Beyond the milkiness I got wicked amounts of color separation, meaning that they probably didn’t use apochromatically corrected lenses and if they did, the correction is not correct to say the least. In addition to that, the parallax knob that should focus the image simply would not do that to any distant target. Close and mid-range was not a problem to focus the target on but after about 800 yards I found it simply impossible to get focus that would allow me to resolve 3-inch wide bullet splash marks against the otherwise white painted steel. Pathetic! Utterly pathetic. I got radically better performance from an SWFA 16×42 looking at the same target on the same day and that scope is not exactly the kitties titties of resolution awesomeness. Even a Nikon P223 was dramatically superior in optical clarity. NOTE: I put a bullet through that Nikon the same day I wrung out the Arken so that should tell you about what I think of the Arken SH4. This Arken SH4 is basically what you get when you send $400 to China and ask them to provide you with a little surprise butt sex. Doing one or the other probably won’t have the same effect. You have to do both at the same time for the full effect.

The eye box on the Arken SH4 is very tight even at low magnifications. Tight eye boxes make a scope harder than necessary to use when things aren’t otherwise perfect. It wasn’t brutally tight like I’ve seen on some scopes and it didn’t feel ‘weird’ in the eye like Athlon Ares ETR’s did. It’s just really tight. Tight enough to be irritating but not to make it unusable, unlike the glass itself.
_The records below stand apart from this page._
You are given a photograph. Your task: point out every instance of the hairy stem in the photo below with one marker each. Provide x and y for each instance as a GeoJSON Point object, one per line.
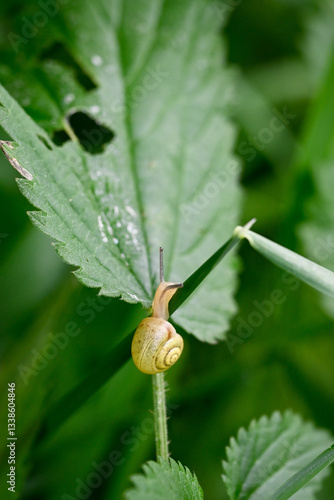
{"type": "Point", "coordinates": [160, 416]}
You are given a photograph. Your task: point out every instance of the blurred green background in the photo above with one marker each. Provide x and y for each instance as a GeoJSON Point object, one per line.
{"type": "Point", "coordinates": [282, 55]}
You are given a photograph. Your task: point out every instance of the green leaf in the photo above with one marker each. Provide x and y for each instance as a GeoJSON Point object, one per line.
{"type": "Point", "coordinates": [305, 475]}
{"type": "Point", "coordinates": [167, 178]}
{"type": "Point", "coordinates": [313, 274]}
{"type": "Point", "coordinates": [165, 481]}
{"type": "Point", "coordinates": [268, 453]}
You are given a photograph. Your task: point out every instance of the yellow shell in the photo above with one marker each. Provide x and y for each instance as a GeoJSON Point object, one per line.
{"type": "Point", "coordinates": [156, 346]}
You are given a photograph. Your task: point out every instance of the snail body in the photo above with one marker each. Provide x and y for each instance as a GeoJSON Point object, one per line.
{"type": "Point", "coordinates": [156, 345]}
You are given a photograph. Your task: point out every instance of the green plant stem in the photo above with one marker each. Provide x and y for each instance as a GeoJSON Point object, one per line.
{"type": "Point", "coordinates": [160, 416]}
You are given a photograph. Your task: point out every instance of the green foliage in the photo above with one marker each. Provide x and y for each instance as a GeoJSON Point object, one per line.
{"type": "Point", "coordinates": [80, 403]}
{"type": "Point", "coordinates": [318, 277]}
{"type": "Point", "coordinates": [165, 480]}
{"type": "Point", "coordinates": [265, 456]}
{"type": "Point", "coordinates": [305, 475]}
{"type": "Point", "coordinates": [110, 212]}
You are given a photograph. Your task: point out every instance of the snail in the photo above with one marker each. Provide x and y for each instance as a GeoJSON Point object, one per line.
{"type": "Point", "coordinates": [156, 346]}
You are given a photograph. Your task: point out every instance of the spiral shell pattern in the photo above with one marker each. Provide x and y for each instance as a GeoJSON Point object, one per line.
{"type": "Point", "coordinates": [156, 346]}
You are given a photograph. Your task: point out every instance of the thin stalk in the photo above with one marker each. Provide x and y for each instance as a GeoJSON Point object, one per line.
{"type": "Point", "coordinates": [160, 416]}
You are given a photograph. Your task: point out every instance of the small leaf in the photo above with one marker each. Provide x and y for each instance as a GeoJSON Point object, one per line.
{"type": "Point", "coordinates": [166, 480]}
{"type": "Point", "coordinates": [262, 458]}
{"type": "Point", "coordinates": [311, 273]}
{"type": "Point", "coordinates": [305, 475]}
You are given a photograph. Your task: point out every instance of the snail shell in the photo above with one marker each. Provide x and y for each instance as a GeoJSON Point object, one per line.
{"type": "Point", "coordinates": [156, 346]}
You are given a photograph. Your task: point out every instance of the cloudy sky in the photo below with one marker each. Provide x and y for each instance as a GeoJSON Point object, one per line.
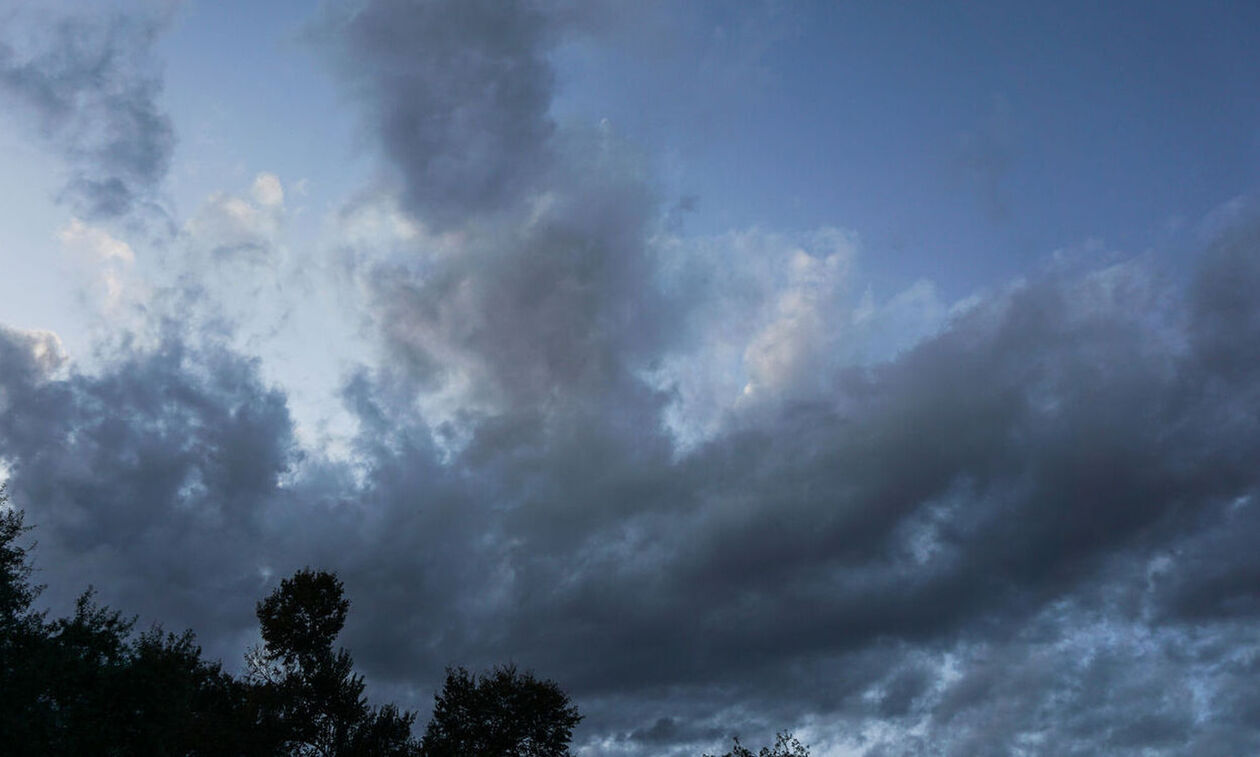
{"type": "Point", "coordinates": [886, 372]}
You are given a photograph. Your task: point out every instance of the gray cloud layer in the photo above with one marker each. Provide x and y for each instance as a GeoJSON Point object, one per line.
{"type": "Point", "coordinates": [90, 87]}
{"type": "Point", "coordinates": [1032, 530]}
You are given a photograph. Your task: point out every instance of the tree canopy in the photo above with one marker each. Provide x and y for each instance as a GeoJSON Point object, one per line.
{"type": "Point", "coordinates": [504, 713]}
{"type": "Point", "coordinates": [90, 684]}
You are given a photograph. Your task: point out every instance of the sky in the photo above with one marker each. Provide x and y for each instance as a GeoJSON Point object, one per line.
{"type": "Point", "coordinates": [883, 372]}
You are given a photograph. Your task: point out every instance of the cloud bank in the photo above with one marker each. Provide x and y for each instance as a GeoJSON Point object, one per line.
{"type": "Point", "coordinates": [704, 483]}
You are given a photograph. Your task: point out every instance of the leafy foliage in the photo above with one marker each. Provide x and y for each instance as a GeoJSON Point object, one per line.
{"type": "Point", "coordinates": [88, 684]}
{"type": "Point", "coordinates": [785, 746]}
{"type": "Point", "coordinates": [503, 713]}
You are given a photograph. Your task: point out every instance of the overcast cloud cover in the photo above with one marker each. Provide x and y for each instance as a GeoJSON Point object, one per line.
{"type": "Point", "coordinates": [713, 474]}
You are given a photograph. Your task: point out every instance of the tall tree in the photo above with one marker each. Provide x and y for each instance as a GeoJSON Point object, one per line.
{"type": "Point", "coordinates": [503, 713]}
{"type": "Point", "coordinates": [315, 697]}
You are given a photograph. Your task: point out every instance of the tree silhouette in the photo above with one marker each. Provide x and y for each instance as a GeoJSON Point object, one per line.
{"type": "Point", "coordinates": [500, 714]}
{"type": "Point", "coordinates": [87, 684]}
{"type": "Point", "coordinates": [785, 746]}
{"type": "Point", "coordinates": [315, 697]}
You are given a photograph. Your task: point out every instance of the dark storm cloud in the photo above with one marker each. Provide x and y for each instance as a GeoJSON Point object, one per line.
{"type": "Point", "coordinates": [90, 86]}
{"type": "Point", "coordinates": [1032, 530]}
{"type": "Point", "coordinates": [1048, 443]}
{"type": "Point", "coordinates": [151, 478]}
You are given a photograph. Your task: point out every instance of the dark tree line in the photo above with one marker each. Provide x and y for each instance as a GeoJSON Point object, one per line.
{"type": "Point", "coordinates": [88, 684]}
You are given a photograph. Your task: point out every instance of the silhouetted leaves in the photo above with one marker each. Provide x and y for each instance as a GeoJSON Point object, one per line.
{"type": "Point", "coordinates": [87, 684]}
{"type": "Point", "coordinates": [502, 713]}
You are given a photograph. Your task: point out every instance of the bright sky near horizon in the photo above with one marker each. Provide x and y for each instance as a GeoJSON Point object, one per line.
{"type": "Point", "coordinates": [881, 370]}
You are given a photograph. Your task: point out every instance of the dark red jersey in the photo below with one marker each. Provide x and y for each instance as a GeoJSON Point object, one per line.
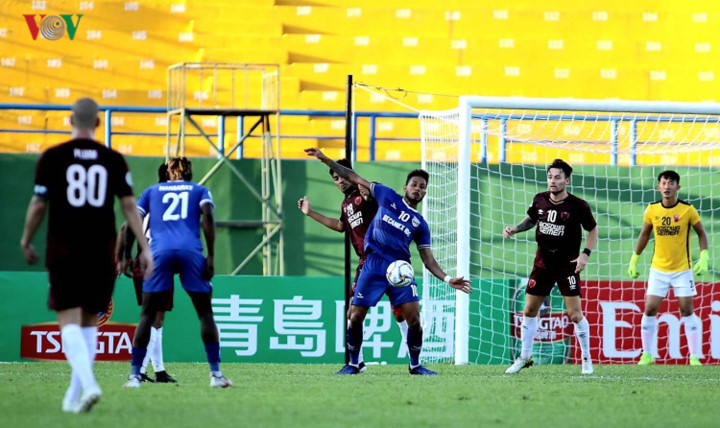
{"type": "Point", "coordinates": [80, 180]}
{"type": "Point", "coordinates": [558, 227]}
{"type": "Point", "coordinates": [356, 215]}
Ring torque limits are helpfully printed on the scope body. It said 18inlbs so I did not exceed that. The tree reticle they offer is great at high magnification but it is essentially invisible at low magnification. The idea behind very fine reticle lines is one that says the user might bias toward high magnification use cases and that’d be fine if the scope was at all usable at high magnifications. However, in the middle range where it was possible to get ok focus, the reticle was so thin that it was easily lost against the background and doing holdover and holdoff with a reticle like that was much more difficult than it should have been.
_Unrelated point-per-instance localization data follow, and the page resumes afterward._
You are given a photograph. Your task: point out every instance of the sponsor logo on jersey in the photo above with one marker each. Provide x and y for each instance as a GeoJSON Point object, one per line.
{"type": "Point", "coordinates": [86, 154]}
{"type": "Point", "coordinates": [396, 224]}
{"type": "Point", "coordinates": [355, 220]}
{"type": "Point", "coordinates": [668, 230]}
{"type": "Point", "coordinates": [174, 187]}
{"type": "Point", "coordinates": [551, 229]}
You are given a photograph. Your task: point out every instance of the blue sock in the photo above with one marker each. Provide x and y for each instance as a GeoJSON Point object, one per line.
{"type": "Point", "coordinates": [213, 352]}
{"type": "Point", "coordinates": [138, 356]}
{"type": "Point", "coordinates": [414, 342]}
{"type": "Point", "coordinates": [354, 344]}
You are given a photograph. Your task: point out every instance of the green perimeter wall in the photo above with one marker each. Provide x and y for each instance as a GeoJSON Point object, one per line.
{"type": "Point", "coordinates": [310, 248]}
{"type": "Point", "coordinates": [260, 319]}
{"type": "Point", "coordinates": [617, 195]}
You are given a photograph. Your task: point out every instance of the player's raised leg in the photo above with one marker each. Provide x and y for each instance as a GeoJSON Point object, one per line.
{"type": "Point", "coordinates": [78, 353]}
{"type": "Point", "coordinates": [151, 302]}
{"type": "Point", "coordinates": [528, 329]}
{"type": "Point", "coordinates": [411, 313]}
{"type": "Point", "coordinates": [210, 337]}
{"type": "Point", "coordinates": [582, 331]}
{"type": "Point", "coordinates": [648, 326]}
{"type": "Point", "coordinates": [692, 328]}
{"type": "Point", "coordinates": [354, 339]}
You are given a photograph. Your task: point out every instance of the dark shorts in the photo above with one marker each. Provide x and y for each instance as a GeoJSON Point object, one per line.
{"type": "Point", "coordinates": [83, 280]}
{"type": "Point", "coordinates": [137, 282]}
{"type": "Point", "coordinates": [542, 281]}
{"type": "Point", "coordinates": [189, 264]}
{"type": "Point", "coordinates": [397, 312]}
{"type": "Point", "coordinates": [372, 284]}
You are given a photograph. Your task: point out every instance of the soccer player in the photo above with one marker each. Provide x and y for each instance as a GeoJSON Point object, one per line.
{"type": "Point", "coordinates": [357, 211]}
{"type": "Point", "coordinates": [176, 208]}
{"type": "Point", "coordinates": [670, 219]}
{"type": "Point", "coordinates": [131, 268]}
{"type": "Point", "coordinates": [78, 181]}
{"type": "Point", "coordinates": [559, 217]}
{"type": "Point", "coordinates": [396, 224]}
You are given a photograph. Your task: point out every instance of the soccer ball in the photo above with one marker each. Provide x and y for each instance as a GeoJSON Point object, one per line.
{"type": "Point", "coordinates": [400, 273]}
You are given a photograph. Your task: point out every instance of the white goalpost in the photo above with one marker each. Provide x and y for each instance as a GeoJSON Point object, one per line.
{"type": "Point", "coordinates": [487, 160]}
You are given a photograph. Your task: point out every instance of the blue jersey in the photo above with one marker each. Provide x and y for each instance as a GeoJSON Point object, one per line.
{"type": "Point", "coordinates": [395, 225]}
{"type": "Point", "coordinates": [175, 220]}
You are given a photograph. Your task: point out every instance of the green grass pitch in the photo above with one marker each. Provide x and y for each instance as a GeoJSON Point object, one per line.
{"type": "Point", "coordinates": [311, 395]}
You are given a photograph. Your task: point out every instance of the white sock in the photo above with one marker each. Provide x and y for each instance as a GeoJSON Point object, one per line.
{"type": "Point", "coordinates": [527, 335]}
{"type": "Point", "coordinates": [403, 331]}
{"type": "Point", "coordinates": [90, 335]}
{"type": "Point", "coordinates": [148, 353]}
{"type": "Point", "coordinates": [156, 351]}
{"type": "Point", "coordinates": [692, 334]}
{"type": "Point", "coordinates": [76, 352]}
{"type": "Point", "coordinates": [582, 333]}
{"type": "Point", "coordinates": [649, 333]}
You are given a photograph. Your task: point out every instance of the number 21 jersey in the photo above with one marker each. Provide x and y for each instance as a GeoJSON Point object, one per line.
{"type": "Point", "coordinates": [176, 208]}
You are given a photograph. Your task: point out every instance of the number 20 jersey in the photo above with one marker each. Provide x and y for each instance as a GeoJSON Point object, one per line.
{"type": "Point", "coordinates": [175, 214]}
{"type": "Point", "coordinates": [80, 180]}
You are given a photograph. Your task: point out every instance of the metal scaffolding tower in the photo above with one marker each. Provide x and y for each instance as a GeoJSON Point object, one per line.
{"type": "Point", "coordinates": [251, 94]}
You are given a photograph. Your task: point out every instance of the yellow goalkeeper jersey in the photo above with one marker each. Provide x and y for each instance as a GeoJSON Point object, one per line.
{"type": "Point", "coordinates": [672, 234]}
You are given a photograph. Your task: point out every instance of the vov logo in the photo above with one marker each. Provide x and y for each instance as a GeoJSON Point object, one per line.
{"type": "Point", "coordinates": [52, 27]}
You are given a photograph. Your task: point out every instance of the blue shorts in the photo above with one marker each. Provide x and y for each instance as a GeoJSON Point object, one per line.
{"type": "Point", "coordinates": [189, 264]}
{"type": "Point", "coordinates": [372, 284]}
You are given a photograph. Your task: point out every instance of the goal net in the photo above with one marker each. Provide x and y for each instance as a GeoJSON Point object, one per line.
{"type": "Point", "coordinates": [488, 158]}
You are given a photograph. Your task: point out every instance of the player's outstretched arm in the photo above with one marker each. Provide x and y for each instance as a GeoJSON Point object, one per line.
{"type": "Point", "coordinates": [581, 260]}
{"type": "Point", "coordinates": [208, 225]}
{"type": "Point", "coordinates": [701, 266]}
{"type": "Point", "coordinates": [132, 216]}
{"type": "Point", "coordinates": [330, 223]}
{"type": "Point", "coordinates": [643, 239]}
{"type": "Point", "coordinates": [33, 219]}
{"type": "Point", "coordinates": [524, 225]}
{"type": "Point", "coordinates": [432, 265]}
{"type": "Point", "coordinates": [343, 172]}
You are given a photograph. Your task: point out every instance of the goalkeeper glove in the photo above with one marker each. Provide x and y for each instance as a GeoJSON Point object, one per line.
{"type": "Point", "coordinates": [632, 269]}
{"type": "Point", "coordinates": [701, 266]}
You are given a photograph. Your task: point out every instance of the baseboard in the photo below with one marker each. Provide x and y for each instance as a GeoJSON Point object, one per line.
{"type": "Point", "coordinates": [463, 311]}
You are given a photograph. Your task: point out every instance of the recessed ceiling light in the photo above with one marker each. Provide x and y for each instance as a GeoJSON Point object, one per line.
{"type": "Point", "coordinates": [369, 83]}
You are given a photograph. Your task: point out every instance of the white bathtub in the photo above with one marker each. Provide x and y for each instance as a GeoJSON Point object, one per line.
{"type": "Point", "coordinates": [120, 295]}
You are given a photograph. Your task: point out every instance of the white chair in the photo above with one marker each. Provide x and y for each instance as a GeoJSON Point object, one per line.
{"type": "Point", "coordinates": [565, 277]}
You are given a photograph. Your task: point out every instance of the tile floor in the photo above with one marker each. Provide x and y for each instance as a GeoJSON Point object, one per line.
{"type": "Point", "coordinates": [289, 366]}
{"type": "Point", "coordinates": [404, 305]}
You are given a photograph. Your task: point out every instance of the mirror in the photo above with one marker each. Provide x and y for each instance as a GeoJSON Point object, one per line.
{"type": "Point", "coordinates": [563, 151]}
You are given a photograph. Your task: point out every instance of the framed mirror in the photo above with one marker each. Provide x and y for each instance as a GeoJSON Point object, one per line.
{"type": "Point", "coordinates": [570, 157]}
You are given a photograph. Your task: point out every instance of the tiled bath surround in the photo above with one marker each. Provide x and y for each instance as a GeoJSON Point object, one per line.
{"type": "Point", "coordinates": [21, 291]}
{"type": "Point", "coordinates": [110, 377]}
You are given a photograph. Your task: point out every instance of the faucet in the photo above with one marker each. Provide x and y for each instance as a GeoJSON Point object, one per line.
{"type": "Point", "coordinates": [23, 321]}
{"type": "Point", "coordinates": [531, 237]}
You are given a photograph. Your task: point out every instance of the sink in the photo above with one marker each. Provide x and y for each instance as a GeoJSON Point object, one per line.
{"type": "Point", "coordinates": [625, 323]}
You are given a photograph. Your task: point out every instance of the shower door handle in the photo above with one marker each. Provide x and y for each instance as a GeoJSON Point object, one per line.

Now then, that 34mm tube. The 34mm tube seems utterly pointless in this application. The whole reason for using one is to either make larger, easier and cheaper to manufacture lens elements so you get good optical quality for less money, or to provide for greater turret adjustment range. It seems that they didn’t go with the range option as this scope sports a pretty large but not atypical 35mils (120MOA) of up (I have seen variables with up to 70MILS of up). Windage capacity wasn’t nearly so generous either, about 1/2 of the elevation range in practice so you’d think that the lens elements were where they spent the money. It’s not. What you end up with from the 34mm tube is not a quality image. What you really get out of it is having to buy rings that cost 2-5x as much as a 30mm ring and that’s about it. Think about it. You can’t use the extra up if you can’t use enough magnification to see a small target far enough to need the extra up.

All in all, this was the single worst use of $400 I have ever managed to execute. I didn’t even feel right about selling the thing on without heavily discounting the price and telling the buyer exactly what they were in for. I would imagine that the EP4 line is substantially better and I would be willing to bet a crispy $1 bill that’ll work in any machine that they’re going to have to jack the price on the EP4 into the damned stratosphere so they can afford to sell more of them. If not, then Arken Optics will, in my prediction, end up as the next Barska or NCStar or Centerpoint… making some of the shittiest scopes in the world for some of the most gullible motherfuckers ever born.